A: I’m taking care of premature babies, that’s what I do. Some of the babies are on life support, ventilators, or have IVs with medication for blood pressure. We can have little babies who are just too small and premature to hold their own temperatures. We also tube feed and make sure they’re breathing, or help them breathe again. There is not an influx of new premature babies in the unit due to the hurricane. We’re here to help free up the hospital’s NICU staff to assist doctors with victims, and so they can go home to take care of their own properties. Needless to say, I’m pretty tired, but it’s all good.
Q: How does the area look?
A: By the third day, when I got to Houston, it had dried up enough to travel by van. The first two days nurses were traveling by Black Hawk helicopter. There is still some flooding, but the most noticeable issue is the tons of furniture, drywall and everything that was damaged and dragged out to the curb. There are still random abandoned cars now, and I’ve seen a few still stuck in water above the windows. And of course, I can see all the mud and dirt from the receding water. The hospital got flooded outside, but they kept it out. Many of the staff working here during the hurricane have abandoned their cars because they got flooded in the parking structure.
Q: How are the mothers coping having given birth to premature babies, while dealing with the aftermath of a hurricane?
A: All the babies that I’ve been helping lately were born during the hurricane—they have birthdays on August 23 or 24. I was talking to one of the mothers who was in a hospital for about a week after birth. She was no longer a patient, but the area surrounding the area was flooded so she had nowhere to go. I wonder, with some of the pre-term babies, if any of their births were triggered by the stress of the hurricanes. But there’s no way to tell if a pre-term labor happened that way.
Q: How is the hospital nursing staff performing under duress?
A: I have met many nurse leaders here. I’ll always remember their professionalism and how they’ve been working under such pressure. The nursing leadership team and staffing officers have been working very hard to accommodate all their teams. Any time there is a code (blue), or a staffing need, they’re on it. They have shown such flexibility and openness and their approach to the situation is very solution oriented.
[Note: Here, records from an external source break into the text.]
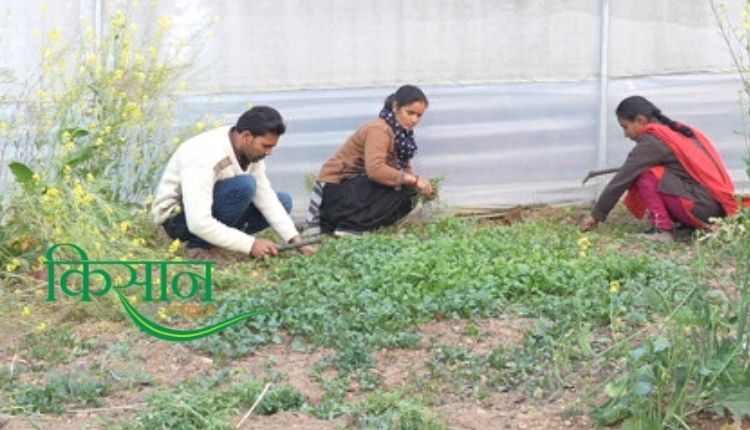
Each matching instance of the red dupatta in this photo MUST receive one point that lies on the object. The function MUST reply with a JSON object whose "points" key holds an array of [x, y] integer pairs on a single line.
{"points": [[700, 159]]}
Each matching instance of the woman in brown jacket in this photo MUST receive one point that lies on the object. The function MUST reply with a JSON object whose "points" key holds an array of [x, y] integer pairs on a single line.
{"points": [[369, 182]]}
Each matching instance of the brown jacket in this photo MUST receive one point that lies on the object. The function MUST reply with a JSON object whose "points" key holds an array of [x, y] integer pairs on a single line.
{"points": [[370, 150], [650, 151]]}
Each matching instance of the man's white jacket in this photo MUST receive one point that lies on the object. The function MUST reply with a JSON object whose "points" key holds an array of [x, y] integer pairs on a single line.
{"points": [[188, 181]]}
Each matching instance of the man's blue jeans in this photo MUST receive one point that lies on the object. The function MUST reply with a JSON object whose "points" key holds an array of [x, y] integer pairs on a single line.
{"points": [[233, 206]]}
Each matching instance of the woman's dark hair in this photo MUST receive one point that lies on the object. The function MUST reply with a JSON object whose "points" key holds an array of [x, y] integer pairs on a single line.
{"points": [[261, 120], [633, 106], [406, 95]]}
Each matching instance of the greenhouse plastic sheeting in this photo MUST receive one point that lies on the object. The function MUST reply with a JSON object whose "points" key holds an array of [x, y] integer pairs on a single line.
{"points": [[497, 144]]}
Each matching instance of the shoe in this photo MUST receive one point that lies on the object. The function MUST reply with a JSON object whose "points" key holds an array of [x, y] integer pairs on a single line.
{"points": [[656, 234], [203, 254], [312, 230], [339, 232]]}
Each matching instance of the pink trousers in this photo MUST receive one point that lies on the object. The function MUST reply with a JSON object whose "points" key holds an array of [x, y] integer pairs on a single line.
{"points": [[663, 209]]}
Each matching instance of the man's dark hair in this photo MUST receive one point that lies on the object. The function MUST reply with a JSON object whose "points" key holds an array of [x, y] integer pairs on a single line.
{"points": [[261, 120], [406, 95]]}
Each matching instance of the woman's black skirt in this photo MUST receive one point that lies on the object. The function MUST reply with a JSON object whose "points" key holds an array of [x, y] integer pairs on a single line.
{"points": [[362, 205]]}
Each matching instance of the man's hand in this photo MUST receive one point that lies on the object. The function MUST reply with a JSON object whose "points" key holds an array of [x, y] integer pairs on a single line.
{"points": [[263, 248], [424, 186], [589, 223]]}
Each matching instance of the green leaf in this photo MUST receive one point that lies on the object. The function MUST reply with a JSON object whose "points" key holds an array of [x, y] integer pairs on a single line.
{"points": [[583, 341], [80, 156], [642, 388], [661, 343], [615, 389], [736, 399], [641, 423], [22, 172]]}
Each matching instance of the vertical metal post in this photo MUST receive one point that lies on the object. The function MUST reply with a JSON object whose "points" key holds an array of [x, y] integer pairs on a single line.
{"points": [[98, 23], [603, 84]]}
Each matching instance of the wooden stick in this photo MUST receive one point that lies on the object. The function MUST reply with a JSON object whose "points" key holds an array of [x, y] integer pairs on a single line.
{"points": [[287, 246], [263, 393]]}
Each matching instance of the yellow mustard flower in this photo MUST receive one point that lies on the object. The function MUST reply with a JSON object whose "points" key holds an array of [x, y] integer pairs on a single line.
{"points": [[584, 243], [165, 22], [125, 226]]}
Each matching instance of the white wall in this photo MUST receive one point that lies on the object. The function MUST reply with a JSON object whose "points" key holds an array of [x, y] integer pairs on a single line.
{"points": [[299, 44]]}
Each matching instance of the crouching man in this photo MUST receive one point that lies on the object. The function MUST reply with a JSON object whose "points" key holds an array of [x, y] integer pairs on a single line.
{"points": [[214, 192]]}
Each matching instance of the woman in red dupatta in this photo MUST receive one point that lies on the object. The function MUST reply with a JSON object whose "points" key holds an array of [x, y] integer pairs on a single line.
{"points": [[674, 174]]}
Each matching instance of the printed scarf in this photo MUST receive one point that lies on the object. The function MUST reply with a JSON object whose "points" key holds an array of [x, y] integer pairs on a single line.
{"points": [[405, 145]]}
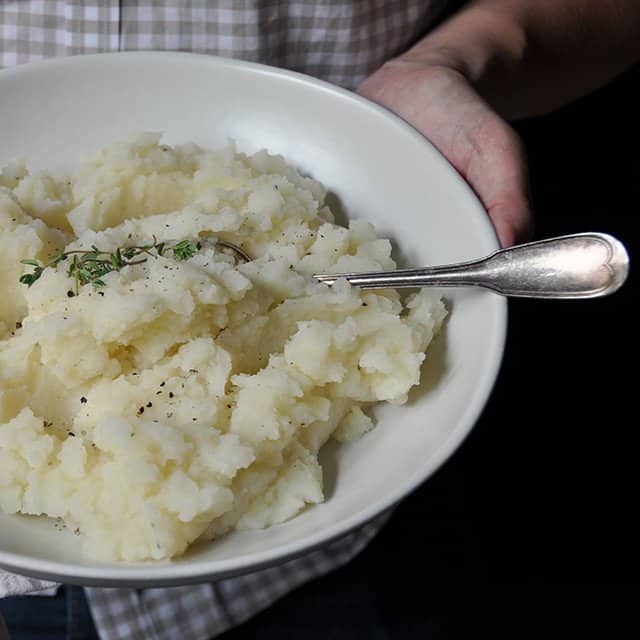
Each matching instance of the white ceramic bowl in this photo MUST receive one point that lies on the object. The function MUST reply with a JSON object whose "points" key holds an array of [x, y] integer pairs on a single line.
{"points": [[378, 167]]}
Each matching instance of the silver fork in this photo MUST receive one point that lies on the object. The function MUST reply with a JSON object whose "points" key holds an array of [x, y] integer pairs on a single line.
{"points": [[583, 265]]}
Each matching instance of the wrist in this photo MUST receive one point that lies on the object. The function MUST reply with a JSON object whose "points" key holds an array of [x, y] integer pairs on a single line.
{"points": [[486, 45]]}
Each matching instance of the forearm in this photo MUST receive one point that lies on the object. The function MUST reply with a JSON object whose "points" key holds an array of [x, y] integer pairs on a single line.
{"points": [[528, 57]]}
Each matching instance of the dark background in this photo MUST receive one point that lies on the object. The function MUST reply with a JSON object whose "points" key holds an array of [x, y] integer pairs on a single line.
{"points": [[529, 530]]}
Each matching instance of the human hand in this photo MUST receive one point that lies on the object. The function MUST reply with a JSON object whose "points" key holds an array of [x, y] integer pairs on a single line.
{"points": [[440, 103]]}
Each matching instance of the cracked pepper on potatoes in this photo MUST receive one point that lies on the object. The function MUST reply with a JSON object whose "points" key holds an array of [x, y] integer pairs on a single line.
{"points": [[184, 399]]}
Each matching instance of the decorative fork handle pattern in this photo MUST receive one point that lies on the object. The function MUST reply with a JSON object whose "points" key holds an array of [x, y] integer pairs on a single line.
{"points": [[583, 265]]}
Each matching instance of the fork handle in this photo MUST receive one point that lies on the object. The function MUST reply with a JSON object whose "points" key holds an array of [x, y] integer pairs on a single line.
{"points": [[583, 265]]}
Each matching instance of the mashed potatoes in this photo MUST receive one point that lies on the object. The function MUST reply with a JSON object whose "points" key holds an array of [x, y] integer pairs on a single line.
{"points": [[184, 399]]}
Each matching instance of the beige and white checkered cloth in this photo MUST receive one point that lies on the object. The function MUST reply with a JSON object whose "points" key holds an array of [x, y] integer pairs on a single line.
{"points": [[340, 41]]}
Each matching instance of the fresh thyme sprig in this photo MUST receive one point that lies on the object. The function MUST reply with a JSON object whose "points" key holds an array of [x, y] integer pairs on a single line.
{"points": [[90, 267]]}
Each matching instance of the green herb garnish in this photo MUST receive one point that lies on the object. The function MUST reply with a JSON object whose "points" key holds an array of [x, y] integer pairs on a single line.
{"points": [[90, 267]]}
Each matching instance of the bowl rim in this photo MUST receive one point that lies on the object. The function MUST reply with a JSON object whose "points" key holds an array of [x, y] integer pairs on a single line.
{"points": [[171, 574]]}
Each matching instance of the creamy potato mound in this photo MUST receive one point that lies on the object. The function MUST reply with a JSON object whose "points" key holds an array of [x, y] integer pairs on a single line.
{"points": [[184, 399]]}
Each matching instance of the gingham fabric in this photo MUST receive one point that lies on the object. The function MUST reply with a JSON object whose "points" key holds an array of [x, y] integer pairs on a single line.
{"points": [[340, 41], [337, 40]]}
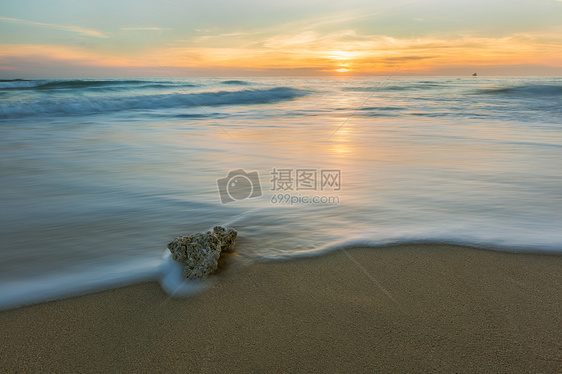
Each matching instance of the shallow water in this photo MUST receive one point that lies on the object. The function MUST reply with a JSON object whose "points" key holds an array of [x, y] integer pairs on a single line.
{"points": [[96, 177]]}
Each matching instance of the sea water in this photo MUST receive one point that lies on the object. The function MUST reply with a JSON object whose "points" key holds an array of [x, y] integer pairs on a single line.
{"points": [[97, 176]]}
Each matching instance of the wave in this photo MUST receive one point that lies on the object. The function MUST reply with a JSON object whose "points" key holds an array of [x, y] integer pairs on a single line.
{"points": [[86, 84], [408, 87], [91, 105], [525, 90]]}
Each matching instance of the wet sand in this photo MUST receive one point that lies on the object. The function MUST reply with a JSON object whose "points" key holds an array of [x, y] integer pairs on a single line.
{"points": [[412, 308]]}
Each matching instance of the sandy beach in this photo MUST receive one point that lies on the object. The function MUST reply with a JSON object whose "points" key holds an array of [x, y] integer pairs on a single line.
{"points": [[416, 308]]}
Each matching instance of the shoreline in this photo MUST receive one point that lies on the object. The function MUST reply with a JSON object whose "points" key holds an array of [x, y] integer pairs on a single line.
{"points": [[415, 308]]}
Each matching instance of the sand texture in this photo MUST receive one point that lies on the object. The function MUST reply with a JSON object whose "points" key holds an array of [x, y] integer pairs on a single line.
{"points": [[416, 308]]}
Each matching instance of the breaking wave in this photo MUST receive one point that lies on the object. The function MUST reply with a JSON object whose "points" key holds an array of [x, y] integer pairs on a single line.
{"points": [[77, 105]]}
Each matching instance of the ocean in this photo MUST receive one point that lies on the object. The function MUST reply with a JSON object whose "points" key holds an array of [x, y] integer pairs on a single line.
{"points": [[97, 176]]}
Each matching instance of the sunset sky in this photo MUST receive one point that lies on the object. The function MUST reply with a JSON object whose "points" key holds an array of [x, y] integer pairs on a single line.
{"points": [[140, 38]]}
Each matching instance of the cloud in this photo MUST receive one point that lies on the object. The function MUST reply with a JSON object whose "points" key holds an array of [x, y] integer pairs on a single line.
{"points": [[145, 29], [75, 29]]}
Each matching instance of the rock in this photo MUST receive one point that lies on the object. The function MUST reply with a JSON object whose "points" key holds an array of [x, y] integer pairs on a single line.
{"points": [[200, 252], [226, 235]]}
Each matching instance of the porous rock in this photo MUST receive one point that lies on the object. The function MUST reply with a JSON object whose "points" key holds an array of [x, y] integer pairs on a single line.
{"points": [[200, 252]]}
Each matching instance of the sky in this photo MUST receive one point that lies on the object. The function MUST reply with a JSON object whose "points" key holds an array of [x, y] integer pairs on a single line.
{"points": [[215, 38]]}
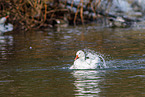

So it’s been very supportive being here. It’s been a great learning experience just to see a very functional, albeit tired at this point, nursing leadership team.
Q: What will you take away from this experience?
A: The professionalism. I have also made some great friends—I’m Facebook friends with several of the nurses here. Living in the hospital has also given me insights into the patients’ experience. Hearing the code alarms throughout your sleep cycle, never having total quiet, living in a hospital bed—it is an eye-opening experience for me. Working in the NICU, I feel I’m in my element, and completely comfortable, which is awesome. It’s been a great experience.
Q: What will you do after you complete your master’s degree?
A: I really like Denver, and I may stay there, but I’m open. My degree is clinical nurse specialist, which is an expansion of my current role to be more of a clinical expert. Hopefully, someday I will be in a role where I can educate others, do research, and use my skills to have more of an impact on nursing, and patients.